R + Shiny + randomForest with base graphics and ggplot2
Some time ago I began work on a Shiny web app for nonparametric regression and classification (“supervised learning”, “machine learning”, insert other magical thinking-inducing jargon and buzzwords of your choice), specifically, showcasing the use of the Random Forest recursive partitioning algorithm in R from the
RandomForest package. The app is still under development and needs some work but is well enough along to share. For the time being, the app does not have many input fields and only one dataset. At this stage in its development I have focused my efforts on coding the graphical outputs, using both base graphics and
Output graphics, tables and summaries include:
- Mean classification error for the different response classes
- Confusion matrix
- Class margins (defined by ‘majority vote’ method)
- Partial dependance plot
- Outlier plot
- 2D multidimensional scaling
- Multiple importance measures: Out of Bag, GINI, and importance matrix
- Error rates
- Variable use (node splits)
- Stepwise variable selection using replicated, nested 5-fold cross-validation
There is one major caveat I need to make clear. The ‘Number of Variables’ panel allows the user to perform nested 5-fold cross-validation on a sequentially reduced predictor set with replication. This is time-intensive. Fortunately, on RStudio’s Spark server where the app is hosted at the time of this posting, I seem to be able to access multiple processing cores and by writing my R code for parallelization and using the base R
parallel package, I cut the processing time down substantially. In general it seems to take about 30 seconds to run.

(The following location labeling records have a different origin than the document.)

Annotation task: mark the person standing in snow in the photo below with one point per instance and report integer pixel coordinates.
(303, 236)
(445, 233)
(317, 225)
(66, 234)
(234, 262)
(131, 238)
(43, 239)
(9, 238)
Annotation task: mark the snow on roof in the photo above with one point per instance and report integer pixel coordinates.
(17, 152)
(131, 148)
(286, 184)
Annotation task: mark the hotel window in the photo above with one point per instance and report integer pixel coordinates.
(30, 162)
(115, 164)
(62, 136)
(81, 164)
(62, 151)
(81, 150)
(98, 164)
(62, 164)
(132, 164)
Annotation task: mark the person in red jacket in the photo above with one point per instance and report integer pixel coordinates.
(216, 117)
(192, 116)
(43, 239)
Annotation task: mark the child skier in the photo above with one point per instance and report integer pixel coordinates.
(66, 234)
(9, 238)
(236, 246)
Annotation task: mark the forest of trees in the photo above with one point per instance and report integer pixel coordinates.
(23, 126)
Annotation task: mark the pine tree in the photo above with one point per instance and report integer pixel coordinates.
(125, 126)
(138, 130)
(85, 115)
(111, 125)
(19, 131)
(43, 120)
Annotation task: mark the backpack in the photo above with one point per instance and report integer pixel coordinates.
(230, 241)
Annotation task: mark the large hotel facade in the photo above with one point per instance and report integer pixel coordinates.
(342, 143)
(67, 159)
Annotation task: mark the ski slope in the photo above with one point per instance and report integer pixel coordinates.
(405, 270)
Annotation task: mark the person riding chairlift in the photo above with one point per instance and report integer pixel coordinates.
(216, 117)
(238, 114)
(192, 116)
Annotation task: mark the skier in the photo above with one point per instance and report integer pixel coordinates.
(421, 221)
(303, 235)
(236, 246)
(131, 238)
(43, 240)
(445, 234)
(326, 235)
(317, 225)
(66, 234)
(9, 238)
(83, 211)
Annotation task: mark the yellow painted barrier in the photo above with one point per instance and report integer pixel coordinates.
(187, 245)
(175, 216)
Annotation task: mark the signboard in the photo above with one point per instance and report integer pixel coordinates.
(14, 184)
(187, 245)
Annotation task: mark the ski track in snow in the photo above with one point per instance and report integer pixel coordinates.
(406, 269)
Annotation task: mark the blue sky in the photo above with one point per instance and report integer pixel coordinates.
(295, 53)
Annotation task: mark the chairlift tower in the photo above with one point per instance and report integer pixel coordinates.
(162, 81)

However, at this time, the app is hosted under a free Shiny Server account with RStudio. One of the drawbacks is multiple users visiting an app url in their browser have their interactions with the one existing R session placed in a queue. They must take turns waiting for each other’s submissions to run. For the most part no one ever notices any lag because the reactivity in Shiny apps is fairly instantaneous. But here is a process that takes noticeable time to execute. One thing that is good practice in this situation is to intentionally introduce a break in the reactivity. I wouldn’t want this running against a user’s explicit intent, for example if they clicked on ‘Number of Variables’ in the sidebar by accident, or seeing what it is, deciding they do not want to run it. So I introduce the action button for these kinds of situations. Although changes to various inputs, or even just visiting the panel, could trigger a reactive flush, in this case all other inputs are isolated from reactivity and nothing will refresh and the replicated cross validation will not execute unless the user presses the action button.

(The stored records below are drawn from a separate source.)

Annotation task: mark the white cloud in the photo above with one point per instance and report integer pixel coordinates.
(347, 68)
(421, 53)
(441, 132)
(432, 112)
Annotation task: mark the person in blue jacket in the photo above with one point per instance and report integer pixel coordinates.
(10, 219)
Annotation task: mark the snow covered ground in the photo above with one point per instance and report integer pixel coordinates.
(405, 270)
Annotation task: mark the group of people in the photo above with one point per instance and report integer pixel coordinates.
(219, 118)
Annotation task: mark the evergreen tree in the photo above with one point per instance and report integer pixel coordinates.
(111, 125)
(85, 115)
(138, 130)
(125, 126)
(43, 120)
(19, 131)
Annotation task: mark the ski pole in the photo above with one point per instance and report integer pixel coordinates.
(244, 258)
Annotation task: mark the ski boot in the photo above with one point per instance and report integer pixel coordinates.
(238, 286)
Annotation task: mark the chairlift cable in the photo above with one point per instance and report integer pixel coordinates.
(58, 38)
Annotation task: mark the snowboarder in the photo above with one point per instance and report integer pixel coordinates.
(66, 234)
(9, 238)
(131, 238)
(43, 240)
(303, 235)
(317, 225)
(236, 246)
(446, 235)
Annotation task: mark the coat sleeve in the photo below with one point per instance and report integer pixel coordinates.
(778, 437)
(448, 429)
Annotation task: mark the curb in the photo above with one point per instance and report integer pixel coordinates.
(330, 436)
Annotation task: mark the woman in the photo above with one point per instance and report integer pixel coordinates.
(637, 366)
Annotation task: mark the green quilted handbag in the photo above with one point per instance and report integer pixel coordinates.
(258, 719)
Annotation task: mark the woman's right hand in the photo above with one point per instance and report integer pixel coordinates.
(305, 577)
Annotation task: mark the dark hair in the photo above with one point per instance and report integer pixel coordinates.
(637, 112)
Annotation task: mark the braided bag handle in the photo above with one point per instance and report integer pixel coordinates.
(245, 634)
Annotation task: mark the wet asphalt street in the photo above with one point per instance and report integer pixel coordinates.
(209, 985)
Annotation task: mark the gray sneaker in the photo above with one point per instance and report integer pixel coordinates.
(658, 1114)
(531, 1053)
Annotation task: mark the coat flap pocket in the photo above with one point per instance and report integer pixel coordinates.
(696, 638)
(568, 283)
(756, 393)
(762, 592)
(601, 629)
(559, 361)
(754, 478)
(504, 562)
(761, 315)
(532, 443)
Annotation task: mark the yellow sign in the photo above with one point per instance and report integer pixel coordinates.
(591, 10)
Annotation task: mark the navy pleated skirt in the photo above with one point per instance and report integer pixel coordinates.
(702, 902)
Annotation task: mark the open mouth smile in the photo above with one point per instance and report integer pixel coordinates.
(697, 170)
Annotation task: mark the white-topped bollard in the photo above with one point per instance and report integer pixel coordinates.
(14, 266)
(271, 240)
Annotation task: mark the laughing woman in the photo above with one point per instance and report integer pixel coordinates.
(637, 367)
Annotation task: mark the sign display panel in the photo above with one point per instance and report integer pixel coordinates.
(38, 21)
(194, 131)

Breaking the reactivity with an action button and including some notification on the page describing what will occur is an acceptable approach when considering one user. But say the user decides to run the cross-validation. They may not mind waiting 30 seconds for this process to produce results. They might even be content to wait for 30 minutes. However, if other users are simultaneously interacting with the app, or visit the app while this process has been executed by another user, they will go into the queue. From their perspective the app will be non-responsive. This is not acceptable. But this is a drawback to the free version of Shiny Server. Until I have the opportunity to upgrade to the commercial version (which I believe may have just been released around the time of this posting), it is something to be aware of if you are using the app. With the commercial version, however, there is the option to configure an app to launch more R processes than just the one, up to as many as one unique R process for every visitor.
Another thing to note is at this time, I am using a developmental version of Shiny (version 0.8.0.99), which includes the otherwise yet to be released
navlistPanel feature. [Update: This feature is now available in the recently released Shiny version 0.9.0.] Until I have time to generalize the app further, I have restricted it to categorical response variables. So it will only do classification, not regression. I need to code some regression-specific plots and add some code to handle the need to display certain plots only when they make sense (and can plot without error). For example, choosing a numerical response variable currently would break any plots that work only with, and make sense for, categorical response data, such as the class margins plot. Presently, the response variable menu only populates with categorical variables from the full list of covariates, but numerical variables are still available under predictors.